Draco looked up as the red-orange sky grew darker. The sentinel yews loomed larger, turning a deeper shade of black, and fear stirred in the pit of his stomach.
"Come, Mother," said Draco, rising to his knees. "We have to go. This place is not for us now."
He stepped around Lucius' grave, which was covered with inch-high shoots, and tugged Narcissa upright. She leaned on him heavily, and he guided her out of The Acre as quickly as he dared, taking care not to tread on any graves.
He touched the iron fence once more, and the magic that shot down his arm stung. It was a reminder. Grieving was a luxury for which a patriarch had little time. He had to focus on the future.
They passed the walk to the Manor in absolute silence, Narcissa eventually finding the strength to travel on her own. She crossed the marble portico and hesitated for a minute before stepping over the threshold of the east doors, which waited open for her. He saw the steel in her spine and knew it was because she did not want to do what protocol dictated she must: host the grieving party.
He did not want to do it, either. His company's council members would be all insincere grief and measured questions. They did not need to grieve because they did not miss his father. They wanted what Lucius had had – control of the company – and they would use these four hours in the afternoon to gauge Draco's ability and assess Narcissa's vulnerability. A few would even try to con her into marriage.
She was smarter than that, of course, but anger seethed within him at the very thought of one of them trying. He clenched his jaw and lifted his chin. He would protect his family, and he would begin with the only family he had left: his mother.

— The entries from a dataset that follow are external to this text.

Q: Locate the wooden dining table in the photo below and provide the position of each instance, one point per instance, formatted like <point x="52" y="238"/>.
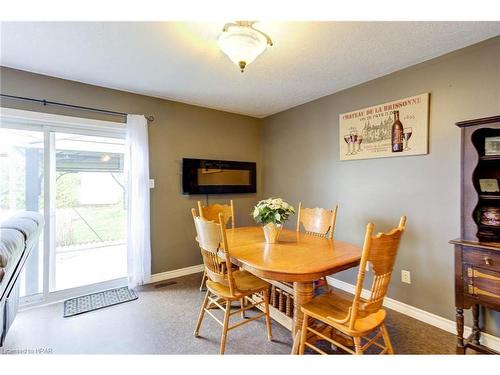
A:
<point x="297" y="258"/>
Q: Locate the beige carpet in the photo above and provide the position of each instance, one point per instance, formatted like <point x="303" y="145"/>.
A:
<point x="162" y="320"/>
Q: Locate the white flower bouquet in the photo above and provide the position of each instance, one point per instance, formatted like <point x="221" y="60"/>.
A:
<point x="272" y="210"/>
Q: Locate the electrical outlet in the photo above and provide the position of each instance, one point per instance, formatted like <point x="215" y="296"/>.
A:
<point x="405" y="277"/>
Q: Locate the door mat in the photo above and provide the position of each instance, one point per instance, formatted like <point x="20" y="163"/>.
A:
<point x="96" y="301"/>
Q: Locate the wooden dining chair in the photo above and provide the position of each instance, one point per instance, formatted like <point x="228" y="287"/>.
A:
<point x="317" y="221"/>
<point x="353" y="316"/>
<point x="211" y="212"/>
<point x="225" y="285"/>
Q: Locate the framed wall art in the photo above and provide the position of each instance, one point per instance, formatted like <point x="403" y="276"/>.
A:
<point x="398" y="128"/>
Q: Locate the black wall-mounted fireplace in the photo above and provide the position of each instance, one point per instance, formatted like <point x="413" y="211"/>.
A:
<point x="202" y="176"/>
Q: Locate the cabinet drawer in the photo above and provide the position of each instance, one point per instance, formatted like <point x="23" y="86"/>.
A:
<point x="483" y="283"/>
<point x="489" y="260"/>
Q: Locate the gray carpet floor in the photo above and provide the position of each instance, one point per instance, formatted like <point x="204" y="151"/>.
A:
<point x="162" y="321"/>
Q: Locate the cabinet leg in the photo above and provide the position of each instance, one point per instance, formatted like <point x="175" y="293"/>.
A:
<point x="460" y="331"/>
<point x="475" y="327"/>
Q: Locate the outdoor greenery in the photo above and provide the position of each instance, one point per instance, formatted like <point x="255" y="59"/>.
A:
<point x="272" y="210"/>
<point x="96" y="223"/>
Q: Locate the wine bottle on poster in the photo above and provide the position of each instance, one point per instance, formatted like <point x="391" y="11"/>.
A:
<point x="397" y="134"/>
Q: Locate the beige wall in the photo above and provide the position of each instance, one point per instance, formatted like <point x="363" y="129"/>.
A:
<point x="302" y="163"/>
<point x="179" y="130"/>
<point x="300" y="150"/>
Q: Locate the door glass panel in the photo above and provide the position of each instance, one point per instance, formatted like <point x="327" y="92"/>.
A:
<point x="90" y="212"/>
<point x="21" y="189"/>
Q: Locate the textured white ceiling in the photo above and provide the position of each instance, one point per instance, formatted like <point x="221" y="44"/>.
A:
<point x="181" y="60"/>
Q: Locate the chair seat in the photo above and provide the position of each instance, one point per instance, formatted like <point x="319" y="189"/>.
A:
<point x="245" y="283"/>
<point x="336" y="305"/>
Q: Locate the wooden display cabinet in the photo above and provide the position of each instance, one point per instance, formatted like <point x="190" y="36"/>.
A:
<point x="477" y="251"/>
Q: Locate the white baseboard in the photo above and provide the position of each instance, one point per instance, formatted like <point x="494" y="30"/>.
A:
<point x="416" y="313"/>
<point x="176" y="273"/>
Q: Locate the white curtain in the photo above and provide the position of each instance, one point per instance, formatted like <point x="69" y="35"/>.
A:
<point x="137" y="166"/>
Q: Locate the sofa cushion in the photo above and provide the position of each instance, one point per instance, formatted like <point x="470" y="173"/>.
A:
<point x="17" y="233"/>
<point x="11" y="242"/>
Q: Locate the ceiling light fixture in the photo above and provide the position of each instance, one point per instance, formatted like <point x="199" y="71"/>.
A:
<point x="242" y="43"/>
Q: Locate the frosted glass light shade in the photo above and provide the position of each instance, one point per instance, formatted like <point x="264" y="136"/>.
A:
<point x="242" y="44"/>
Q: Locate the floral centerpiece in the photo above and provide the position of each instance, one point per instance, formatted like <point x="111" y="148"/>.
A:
<point x="272" y="213"/>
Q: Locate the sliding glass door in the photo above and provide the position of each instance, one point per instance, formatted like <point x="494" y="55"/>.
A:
<point x="90" y="214"/>
<point x="75" y="177"/>
<point x="21" y="188"/>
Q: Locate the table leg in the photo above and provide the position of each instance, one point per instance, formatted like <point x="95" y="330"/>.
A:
<point x="460" y="331"/>
<point x="303" y="292"/>
<point x="475" y="327"/>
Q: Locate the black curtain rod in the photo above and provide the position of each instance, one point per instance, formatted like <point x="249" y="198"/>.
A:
<point x="72" y="106"/>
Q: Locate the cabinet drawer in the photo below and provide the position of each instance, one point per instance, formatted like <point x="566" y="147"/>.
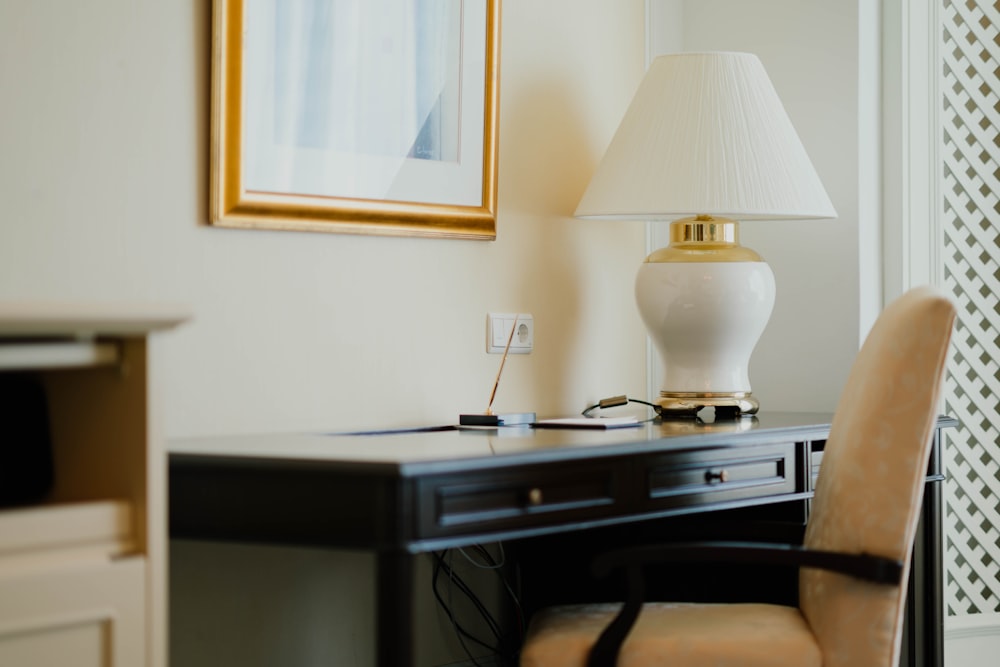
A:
<point x="86" y="614"/>
<point x="511" y="498"/>
<point x="723" y="475"/>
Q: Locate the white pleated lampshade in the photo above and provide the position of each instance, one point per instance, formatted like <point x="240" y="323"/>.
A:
<point x="706" y="134"/>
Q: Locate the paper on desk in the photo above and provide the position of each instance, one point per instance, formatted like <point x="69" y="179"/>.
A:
<point x="588" y="422"/>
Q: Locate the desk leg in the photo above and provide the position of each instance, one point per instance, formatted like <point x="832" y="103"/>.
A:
<point x="394" y="609"/>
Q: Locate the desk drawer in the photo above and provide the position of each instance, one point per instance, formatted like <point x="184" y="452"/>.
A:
<point x="507" y="499"/>
<point x="722" y="475"/>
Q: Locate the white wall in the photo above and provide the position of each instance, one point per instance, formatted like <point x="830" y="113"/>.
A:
<point x="103" y="179"/>
<point x="103" y="184"/>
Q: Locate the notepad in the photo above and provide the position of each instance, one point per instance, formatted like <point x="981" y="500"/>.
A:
<point x="588" y="422"/>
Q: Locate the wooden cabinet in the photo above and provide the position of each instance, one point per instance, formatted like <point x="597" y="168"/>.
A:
<point x="83" y="565"/>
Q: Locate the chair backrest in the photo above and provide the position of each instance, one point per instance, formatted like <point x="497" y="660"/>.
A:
<point x="870" y="487"/>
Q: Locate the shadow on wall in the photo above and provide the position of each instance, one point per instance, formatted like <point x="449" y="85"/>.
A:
<point x="547" y="161"/>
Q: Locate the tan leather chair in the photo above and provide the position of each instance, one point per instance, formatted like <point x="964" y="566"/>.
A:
<point x="856" y="554"/>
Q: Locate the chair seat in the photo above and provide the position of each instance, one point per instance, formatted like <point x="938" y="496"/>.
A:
<point x="677" y="634"/>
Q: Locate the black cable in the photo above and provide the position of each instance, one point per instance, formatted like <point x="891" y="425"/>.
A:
<point x="439" y="566"/>
<point x="616" y="401"/>
<point x="507" y="647"/>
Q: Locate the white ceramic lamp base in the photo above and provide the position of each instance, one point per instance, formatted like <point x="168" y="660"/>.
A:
<point x="705" y="319"/>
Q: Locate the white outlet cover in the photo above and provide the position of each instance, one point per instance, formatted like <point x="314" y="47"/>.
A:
<point x="498" y="327"/>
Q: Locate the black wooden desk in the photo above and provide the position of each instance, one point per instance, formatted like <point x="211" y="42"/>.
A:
<point x="403" y="494"/>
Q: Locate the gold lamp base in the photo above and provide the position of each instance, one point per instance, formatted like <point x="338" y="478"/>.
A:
<point x="688" y="404"/>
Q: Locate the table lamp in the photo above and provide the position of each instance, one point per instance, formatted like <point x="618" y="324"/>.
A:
<point x="704" y="143"/>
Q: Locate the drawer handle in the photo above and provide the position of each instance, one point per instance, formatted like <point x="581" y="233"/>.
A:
<point x="717" y="475"/>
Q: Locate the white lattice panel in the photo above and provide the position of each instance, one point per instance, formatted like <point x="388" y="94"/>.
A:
<point x="971" y="163"/>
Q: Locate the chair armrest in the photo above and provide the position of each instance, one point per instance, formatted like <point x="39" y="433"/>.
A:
<point x="863" y="566"/>
<point x="605" y="651"/>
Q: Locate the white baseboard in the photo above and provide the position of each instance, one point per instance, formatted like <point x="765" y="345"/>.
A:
<point x="972" y="641"/>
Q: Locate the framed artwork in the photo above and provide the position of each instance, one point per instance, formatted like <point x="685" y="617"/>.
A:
<point x="356" y="116"/>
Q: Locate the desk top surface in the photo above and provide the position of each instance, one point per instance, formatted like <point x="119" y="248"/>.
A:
<point x="493" y="446"/>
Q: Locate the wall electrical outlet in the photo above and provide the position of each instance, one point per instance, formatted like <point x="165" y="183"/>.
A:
<point x="498" y="326"/>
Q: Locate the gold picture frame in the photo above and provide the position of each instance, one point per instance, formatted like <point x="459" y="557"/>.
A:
<point x="267" y="172"/>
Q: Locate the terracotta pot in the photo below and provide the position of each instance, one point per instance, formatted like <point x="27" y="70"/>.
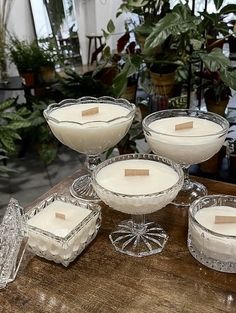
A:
<point x="163" y="84"/>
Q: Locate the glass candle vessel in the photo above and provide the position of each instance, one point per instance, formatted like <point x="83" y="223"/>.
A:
<point x="212" y="241"/>
<point x="138" y="184"/>
<point x="187" y="137"/>
<point x="60" y="228"/>
<point x="90" y="126"/>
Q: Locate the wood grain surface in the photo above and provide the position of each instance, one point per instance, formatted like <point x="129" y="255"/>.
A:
<point x="102" y="280"/>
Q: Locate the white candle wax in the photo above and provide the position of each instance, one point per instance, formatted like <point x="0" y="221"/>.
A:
<point x="47" y="220"/>
<point x="217" y="247"/>
<point x="160" y="178"/>
<point x="63" y="241"/>
<point x="186" y="146"/>
<point x="96" y="133"/>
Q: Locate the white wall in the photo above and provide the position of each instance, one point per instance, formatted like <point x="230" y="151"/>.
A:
<point x="21" y="25"/>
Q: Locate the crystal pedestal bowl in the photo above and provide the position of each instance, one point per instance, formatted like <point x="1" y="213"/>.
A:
<point x="138" y="184"/>
<point x="90" y="126"/>
<point x="187" y="137"/>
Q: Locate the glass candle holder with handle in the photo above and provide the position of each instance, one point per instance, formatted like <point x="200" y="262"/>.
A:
<point x="90" y="126"/>
<point x="188" y="137"/>
<point x="138" y="184"/>
<point x="212" y="232"/>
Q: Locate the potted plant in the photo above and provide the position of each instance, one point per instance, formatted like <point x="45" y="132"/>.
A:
<point x="22" y="54"/>
<point x="12" y="121"/>
<point x="5" y="9"/>
<point x="214" y="25"/>
<point x="149" y="13"/>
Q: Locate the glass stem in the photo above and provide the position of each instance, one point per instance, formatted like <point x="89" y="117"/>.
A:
<point x="92" y="161"/>
<point x="139" y="223"/>
<point x="187" y="182"/>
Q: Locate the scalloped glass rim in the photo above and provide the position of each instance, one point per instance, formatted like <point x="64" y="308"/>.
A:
<point x="152" y="157"/>
<point x="210" y="197"/>
<point x="208" y="114"/>
<point x="105" y="99"/>
<point x="95" y="211"/>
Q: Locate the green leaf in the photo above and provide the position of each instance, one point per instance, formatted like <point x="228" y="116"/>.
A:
<point x="230" y="8"/>
<point x="110" y="26"/>
<point x="176" y="23"/>
<point x="120" y="82"/>
<point x="12" y="116"/>
<point x="218" y="4"/>
<point x="6" y="104"/>
<point x="105" y="34"/>
<point x="7" y="142"/>
<point x="215" y="60"/>
<point x="18" y="125"/>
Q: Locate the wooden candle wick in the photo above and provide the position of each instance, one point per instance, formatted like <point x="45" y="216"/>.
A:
<point x="90" y="111"/>
<point x="184" y="126"/>
<point x="136" y="172"/>
<point x="62" y="216"/>
<point x="222" y="219"/>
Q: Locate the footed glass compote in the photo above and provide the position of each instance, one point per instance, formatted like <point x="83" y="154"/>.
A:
<point x="91" y="126"/>
<point x="187" y="137"/>
<point x="138" y="184"/>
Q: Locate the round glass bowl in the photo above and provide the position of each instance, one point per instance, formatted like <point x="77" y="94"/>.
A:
<point x="138" y="195"/>
<point x="213" y="244"/>
<point x="186" y="146"/>
<point x="90" y="126"/>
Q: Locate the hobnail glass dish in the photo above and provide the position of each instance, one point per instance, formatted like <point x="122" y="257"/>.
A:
<point x="186" y="149"/>
<point x="13" y="240"/>
<point x="212" y="249"/>
<point x="138" y="237"/>
<point x="63" y="249"/>
<point x="90" y="137"/>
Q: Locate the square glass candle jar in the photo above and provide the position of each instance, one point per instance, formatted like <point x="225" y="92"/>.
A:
<point x="212" y="243"/>
<point x="60" y="228"/>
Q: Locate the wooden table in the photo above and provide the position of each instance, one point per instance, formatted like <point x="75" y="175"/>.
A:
<point x="101" y="280"/>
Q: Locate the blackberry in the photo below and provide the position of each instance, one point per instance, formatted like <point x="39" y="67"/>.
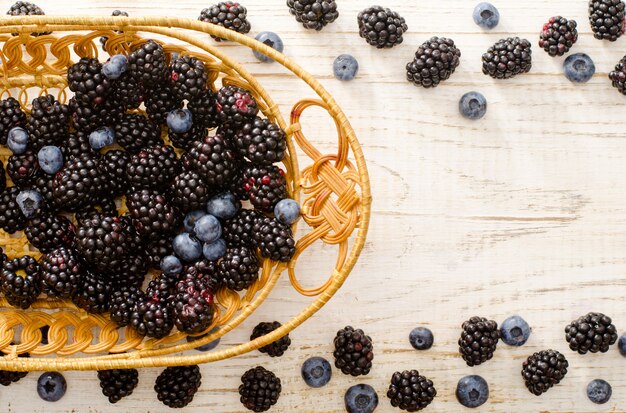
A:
<point x="507" y="58"/>
<point x="543" y="370"/>
<point x="61" y="272"/>
<point x="50" y="231"/>
<point x="229" y="15"/>
<point x="261" y="141"/>
<point x="410" y="391"/>
<point x="147" y="63"/>
<point x="592" y="333"/>
<point x="478" y="340"/>
<point x="235" y="106"/>
<point x="135" y="132"/>
<point x="276" y="348"/>
<point x="435" y="61"/>
<point x="313" y="14"/>
<point x="275" y="240"/>
<point x="118" y="383"/>
<point x="213" y="159"/>
<point x="259" y="389"/>
<point x="266" y="185"/>
<point x="381" y="27"/>
<point x="354" y="352"/>
<point x="86" y="80"/>
<point x="20" y="281"/>
<point x="176" y="386"/>
<point x="11" y="116"/>
<point x="239" y="268"/>
<point x="607" y="19"/>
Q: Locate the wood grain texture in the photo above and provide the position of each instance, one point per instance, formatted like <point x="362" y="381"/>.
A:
<point x="521" y="212"/>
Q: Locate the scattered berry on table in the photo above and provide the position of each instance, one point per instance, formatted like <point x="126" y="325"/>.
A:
<point x="473" y="105"/>
<point x="421" y="338"/>
<point x="316" y="372"/>
<point x="486" y="15"/>
<point x="51" y="386"/>
<point x="472" y="391"/>
<point x="345" y="67"/>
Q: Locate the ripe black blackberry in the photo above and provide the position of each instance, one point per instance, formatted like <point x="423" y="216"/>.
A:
<point x="276" y="348"/>
<point x="592" y="333"/>
<point x="239" y="268"/>
<point x="20" y="281"/>
<point x="86" y="80"/>
<point x="259" y="389"/>
<point x="381" y="27"/>
<point x="118" y="383"/>
<point x="11" y="116"/>
<point x="354" y="352"/>
<point x="61" y="272"/>
<point x="266" y="185"/>
<point x="410" y="391"/>
<point x="607" y="19"/>
<point x="49" y="231"/>
<point x="176" y="386"/>
<point x="235" y="106"/>
<point x="152" y="214"/>
<point x="230" y="15"/>
<point x="135" y="132"/>
<point x="543" y="370"/>
<point x="478" y="341"/>
<point x="147" y="63"/>
<point x="261" y="141"/>
<point x="435" y="61"/>
<point x="507" y="58"/>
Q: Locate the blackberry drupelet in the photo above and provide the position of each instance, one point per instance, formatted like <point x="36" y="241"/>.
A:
<point x="410" y="391"/>
<point x="239" y="268"/>
<point x="259" y="389"/>
<point x="20" y="281"/>
<point x="176" y="386"/>
<point x="381" y="27"/>
<point x="592" y="333"/>
<point x="261" y="141"/>
<point x="118" y="383"/>
<point x="543" y="370"/>
<point x="354" y="352"/>
<point x="507" y="58"/>
<point x="435" y="61"/>
<point x="276" y="348"/>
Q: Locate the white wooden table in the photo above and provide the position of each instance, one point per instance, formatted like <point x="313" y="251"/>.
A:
<point x="521" y="212"/>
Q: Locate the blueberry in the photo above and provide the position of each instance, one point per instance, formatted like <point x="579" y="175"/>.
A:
<point x="272" y="40"/>
<point x="187" y="248"/>
<point x="361" y="398"/>
<point x="599" y="391"/>
<point x="223" y="206"/>
<point x="208" y="229"/>
<point x="515" y="331"/>
<point x="17" y="140"/>
<point x="179" y="120"/>
<point x="472" y="391"/>
<point x="29" y="202"/>
<point x="345" y="67"/>
<point x="287" y="211"/>
<point x="51" y="386"/>
<point x="50" y="159"/>
<point x="421" y="338"/>
<point x="486" y="15"/>
<point x="171" y="265"/>
<point x="214" y="250"/>
<point x="316" y="372"/>
<point x="473" y="105"/>
<point x="579" y="68"/>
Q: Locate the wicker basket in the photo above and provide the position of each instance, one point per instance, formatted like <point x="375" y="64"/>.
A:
<point x="334" y="193"/>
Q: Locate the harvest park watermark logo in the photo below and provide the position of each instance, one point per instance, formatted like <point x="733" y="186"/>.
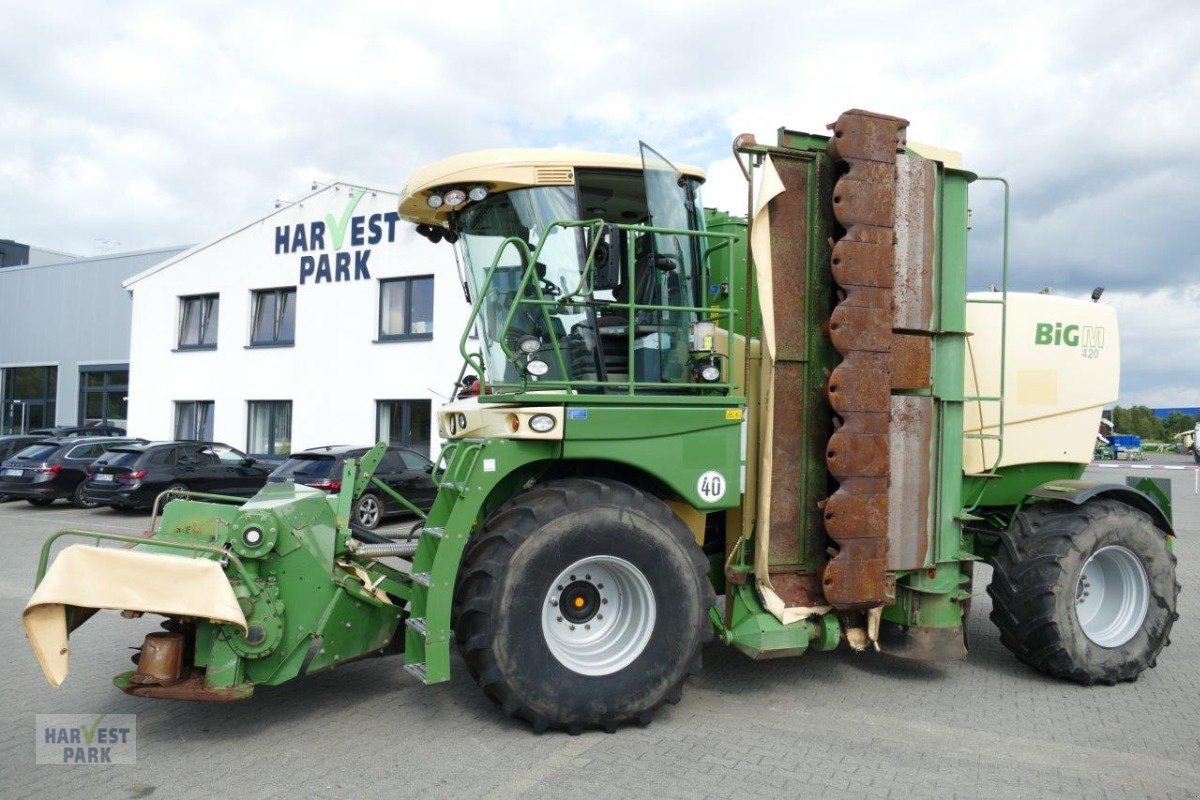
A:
<point x="87" y="739"/>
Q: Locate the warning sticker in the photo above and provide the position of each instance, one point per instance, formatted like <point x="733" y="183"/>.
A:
<point x="711" y="486"/>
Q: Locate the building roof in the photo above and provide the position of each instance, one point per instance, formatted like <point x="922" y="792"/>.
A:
<point x="280" y="209"/>
<point x="72" y="262"/>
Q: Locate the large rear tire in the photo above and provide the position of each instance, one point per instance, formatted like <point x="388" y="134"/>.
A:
<point x="1085" y="593"/>
<point x="79" y="501"/>
<point x="583" y="603"/>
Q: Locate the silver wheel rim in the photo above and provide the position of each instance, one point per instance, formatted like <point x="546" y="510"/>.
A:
<point x="613" y="625"/>
<point x="369" y="511"/>
<point x="1111" y="596"/>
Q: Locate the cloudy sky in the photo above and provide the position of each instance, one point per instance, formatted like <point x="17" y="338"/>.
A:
<point x="145" y="125"/>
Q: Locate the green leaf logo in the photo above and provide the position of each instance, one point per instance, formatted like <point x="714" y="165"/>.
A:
<point x="90" y="733"/>
<point x="337" y="227"/>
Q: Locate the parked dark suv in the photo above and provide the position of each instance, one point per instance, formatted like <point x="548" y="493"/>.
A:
<point x="133" y="475"/>
<point x="9" y="447"/>
<point x="75" y="431"/>
<point x="54" y="468"/>
<point x="405" y="470"/>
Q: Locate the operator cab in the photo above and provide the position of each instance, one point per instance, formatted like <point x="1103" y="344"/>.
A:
<point x="586" y="271"/>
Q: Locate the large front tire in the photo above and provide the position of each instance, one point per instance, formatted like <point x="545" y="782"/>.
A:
<point x="1085" y="593"/>
<point x="583" y="603"/>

The task was as odious as Draco had imagined. Once the guests had filtered out of the public tea room, he shrugged out of his robe, tossed it onto the couch, loosened his cravat, and poured himself three fingers of bourbon. He leaned against the window and glared out at the western edge of his property. The sun was just beginning to touch the forest's tall trees.
"I'm glad that's over," Narcissa said wearily. Draco heard the clink of glass and the soft sound of liquid pouring over ice.
"Same," he said, taking a sip. "How many marriage proposals did you receive?"
"Four. One each from Priggins and Palmly, and two from Davis, who seemed to think I hadn't heard him correctly the first time he asked."
Narcissa narrowed an annoyed look at him. "Wives can be disposed of more easily than you would ever expect. I don't have to tell you to watch out for these men."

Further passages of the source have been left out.